Parker adds that because soaps are built around families and their relationships, social workers are necessarily outsiders able to stand back and take an objective view of things, bringing them close to the role of a villain in soap storytelling – traditionally a character who enters from outside the community.

He argues: “For soap storytelling to work, our sympathies, to a certain extent, must always be with the characters we know best, for all their flaws and failings, and their relationship to their kids will always be one that is more complex than it appears to outsiders.

A child might have been hurt through negligence, but our day-to-day experience with the character will have made us see that the parent really loves his or her child, so for the drama to be satisfying we will always be rooting for the people we know over those we don’t.”

This begs the question, why are there no regular soap characters who are social workers?

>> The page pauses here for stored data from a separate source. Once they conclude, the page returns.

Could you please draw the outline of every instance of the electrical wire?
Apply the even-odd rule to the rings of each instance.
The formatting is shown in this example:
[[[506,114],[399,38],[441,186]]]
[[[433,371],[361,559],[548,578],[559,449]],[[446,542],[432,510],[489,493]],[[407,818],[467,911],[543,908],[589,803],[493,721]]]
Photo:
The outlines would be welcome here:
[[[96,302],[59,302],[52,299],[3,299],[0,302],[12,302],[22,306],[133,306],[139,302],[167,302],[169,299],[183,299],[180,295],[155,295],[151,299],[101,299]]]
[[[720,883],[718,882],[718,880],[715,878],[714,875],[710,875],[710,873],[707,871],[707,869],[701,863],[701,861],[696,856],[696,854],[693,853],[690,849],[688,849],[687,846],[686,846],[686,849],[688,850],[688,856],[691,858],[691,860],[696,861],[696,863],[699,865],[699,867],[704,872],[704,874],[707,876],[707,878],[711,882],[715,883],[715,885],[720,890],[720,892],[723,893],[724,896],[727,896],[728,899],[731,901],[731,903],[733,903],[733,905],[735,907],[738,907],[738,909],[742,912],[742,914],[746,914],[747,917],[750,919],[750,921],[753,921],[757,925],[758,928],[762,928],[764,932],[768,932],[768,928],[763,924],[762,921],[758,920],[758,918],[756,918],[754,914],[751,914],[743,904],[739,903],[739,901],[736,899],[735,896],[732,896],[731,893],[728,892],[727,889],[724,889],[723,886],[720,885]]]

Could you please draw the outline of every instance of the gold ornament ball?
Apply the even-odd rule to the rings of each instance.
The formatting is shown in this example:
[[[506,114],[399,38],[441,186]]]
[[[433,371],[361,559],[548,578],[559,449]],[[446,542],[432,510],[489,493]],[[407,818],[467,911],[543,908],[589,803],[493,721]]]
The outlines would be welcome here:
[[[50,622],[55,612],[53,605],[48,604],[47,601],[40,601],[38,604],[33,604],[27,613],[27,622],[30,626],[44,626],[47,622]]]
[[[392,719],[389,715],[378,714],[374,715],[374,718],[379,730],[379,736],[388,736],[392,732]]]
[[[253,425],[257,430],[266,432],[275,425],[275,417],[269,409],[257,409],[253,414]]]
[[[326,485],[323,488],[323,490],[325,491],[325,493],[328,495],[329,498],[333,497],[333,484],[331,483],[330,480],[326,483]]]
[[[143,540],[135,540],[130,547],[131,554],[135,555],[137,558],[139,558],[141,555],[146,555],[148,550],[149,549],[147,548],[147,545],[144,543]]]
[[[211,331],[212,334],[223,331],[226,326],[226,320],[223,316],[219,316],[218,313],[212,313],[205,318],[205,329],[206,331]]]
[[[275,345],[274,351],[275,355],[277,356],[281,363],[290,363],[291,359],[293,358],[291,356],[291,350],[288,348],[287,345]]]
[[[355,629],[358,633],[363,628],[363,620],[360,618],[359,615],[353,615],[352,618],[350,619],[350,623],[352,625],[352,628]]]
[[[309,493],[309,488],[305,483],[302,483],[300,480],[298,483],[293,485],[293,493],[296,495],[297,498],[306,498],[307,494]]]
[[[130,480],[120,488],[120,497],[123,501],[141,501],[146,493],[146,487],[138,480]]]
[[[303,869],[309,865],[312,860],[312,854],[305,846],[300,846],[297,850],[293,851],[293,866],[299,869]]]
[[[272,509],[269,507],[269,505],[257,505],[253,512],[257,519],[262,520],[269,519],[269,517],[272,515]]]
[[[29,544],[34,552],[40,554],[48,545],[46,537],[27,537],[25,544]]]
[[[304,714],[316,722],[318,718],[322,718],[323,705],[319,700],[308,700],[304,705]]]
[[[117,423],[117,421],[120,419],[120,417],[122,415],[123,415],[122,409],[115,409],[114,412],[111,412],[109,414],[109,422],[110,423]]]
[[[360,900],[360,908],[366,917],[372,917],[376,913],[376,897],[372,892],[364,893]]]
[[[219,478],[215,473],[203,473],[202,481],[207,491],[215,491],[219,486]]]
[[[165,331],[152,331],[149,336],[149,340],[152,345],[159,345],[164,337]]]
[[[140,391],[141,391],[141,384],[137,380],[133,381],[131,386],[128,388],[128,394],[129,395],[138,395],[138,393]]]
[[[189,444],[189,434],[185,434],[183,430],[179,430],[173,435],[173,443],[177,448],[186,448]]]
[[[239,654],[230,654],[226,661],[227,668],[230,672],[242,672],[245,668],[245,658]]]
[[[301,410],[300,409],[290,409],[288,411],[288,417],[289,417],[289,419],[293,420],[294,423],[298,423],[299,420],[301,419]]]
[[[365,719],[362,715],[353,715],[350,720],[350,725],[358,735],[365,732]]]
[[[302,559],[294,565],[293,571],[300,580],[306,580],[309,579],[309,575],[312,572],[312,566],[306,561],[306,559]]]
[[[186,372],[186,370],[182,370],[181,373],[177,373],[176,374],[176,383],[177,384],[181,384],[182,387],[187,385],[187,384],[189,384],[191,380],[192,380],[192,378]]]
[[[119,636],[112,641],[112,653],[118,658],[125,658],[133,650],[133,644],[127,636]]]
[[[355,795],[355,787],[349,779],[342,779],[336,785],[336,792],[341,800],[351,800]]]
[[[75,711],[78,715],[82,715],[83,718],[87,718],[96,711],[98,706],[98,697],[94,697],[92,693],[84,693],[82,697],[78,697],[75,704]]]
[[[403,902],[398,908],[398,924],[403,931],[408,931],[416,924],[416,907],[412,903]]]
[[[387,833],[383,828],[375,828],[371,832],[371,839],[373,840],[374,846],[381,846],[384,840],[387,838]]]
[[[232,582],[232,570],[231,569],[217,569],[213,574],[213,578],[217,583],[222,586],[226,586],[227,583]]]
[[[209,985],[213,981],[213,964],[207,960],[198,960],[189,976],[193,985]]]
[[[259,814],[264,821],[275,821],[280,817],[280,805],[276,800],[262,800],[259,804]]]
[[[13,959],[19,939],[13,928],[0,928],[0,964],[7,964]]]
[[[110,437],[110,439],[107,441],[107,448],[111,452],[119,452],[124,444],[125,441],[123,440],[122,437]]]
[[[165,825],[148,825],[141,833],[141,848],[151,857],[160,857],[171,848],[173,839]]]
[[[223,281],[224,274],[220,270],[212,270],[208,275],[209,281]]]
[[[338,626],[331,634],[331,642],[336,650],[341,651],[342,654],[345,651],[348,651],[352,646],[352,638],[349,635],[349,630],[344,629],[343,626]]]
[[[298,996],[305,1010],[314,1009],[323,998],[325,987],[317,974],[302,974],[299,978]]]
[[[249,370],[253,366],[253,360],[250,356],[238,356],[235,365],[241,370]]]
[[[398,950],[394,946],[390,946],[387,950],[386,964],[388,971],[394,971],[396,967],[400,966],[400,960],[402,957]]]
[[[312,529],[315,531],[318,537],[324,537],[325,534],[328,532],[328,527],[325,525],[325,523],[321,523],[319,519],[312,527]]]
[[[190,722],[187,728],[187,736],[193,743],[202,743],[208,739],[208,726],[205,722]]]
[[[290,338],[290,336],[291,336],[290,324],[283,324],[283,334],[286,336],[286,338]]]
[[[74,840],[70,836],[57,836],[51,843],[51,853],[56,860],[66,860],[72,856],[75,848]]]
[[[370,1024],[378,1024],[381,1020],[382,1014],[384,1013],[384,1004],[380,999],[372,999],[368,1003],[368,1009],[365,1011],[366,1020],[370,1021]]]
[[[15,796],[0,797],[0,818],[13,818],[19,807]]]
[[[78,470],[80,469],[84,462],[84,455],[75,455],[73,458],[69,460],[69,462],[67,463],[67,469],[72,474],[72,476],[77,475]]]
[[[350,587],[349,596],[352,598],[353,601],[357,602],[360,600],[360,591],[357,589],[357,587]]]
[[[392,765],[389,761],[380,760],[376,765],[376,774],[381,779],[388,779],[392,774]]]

“There may be a subconscious feeling that viewers feel negatively about them in a way that they don’t with a nurse or a fire fighter. Also there is still sometimes a dated concept of what is a working class job, for example a nurse, and what is too middle class to exist in the world of a soap. Social workers are definitely seen as being middle class in a stereotypical Guardian-reading kind of way, which in the ecology of soap is a negative thing,” Parker says.

Clear purpose

Could a one-off drama or series offer the opportunity for a more thoughtful, realistic, and in-depth exploration of the job that social workers crave? Perhaps one obstacle to this is that some professions, say teaching or firefighting, have a more clearly defined purpose, while social work can take many forms and is harder to understand.

It may also fall to someone with real world experience to forge new ground when it comes to comedy. Comedian Jo Brand is a former mental health nurse whose mother was a social worker. In the past week, it was announced that her pilot of Damned, set in a children’s social work offices, will become a series on Channel 4.

The initial episode, which aired in 2014, was received warmly by the profession, and its promise to show social workers “swimming against a tide of bureaucracy and pedantry, and contending with the absurdities and nationalities of life in a county council office” has already elicited a positive reaction from social workers.

Villains, fools, heroes

Chris Thompson, who was a social worker for 12 years before becoming a dramatist, says that as social work is about change it ought, on the face of it, to be a good fit with television drama. However he suggests the complexities of social work outcomes prove difficult to pin down by a creative industry more used to presenting black and white rather than grey.

Thompson explains: “In social work we’re dealing with complex, chronic problems – to condense that into an understandable moment of drama is hard. In drama you want there to be resolution. Unlike say a firefighter rescuing someone from a building, social work doesn’t have easy resolution[s].”

Chris might be the writer to reveal the nuances and challenges of the job in a small screen drama. His first stage play Carthage, his response to his time in the profession, was lauded for its authentic insight into the care system. He has a television series set in social services in development which he says has no “villains or fools” – or “heroes”, for that matter.

Thompson adds: “I think there is an appetite for a drama about social work but as an ex-social worker who is going to write about social workers on stage or screen then I need to make sure I am representing my profession fairly. I think social workers do have the right to complain. There’s no real balance in fictional TV.”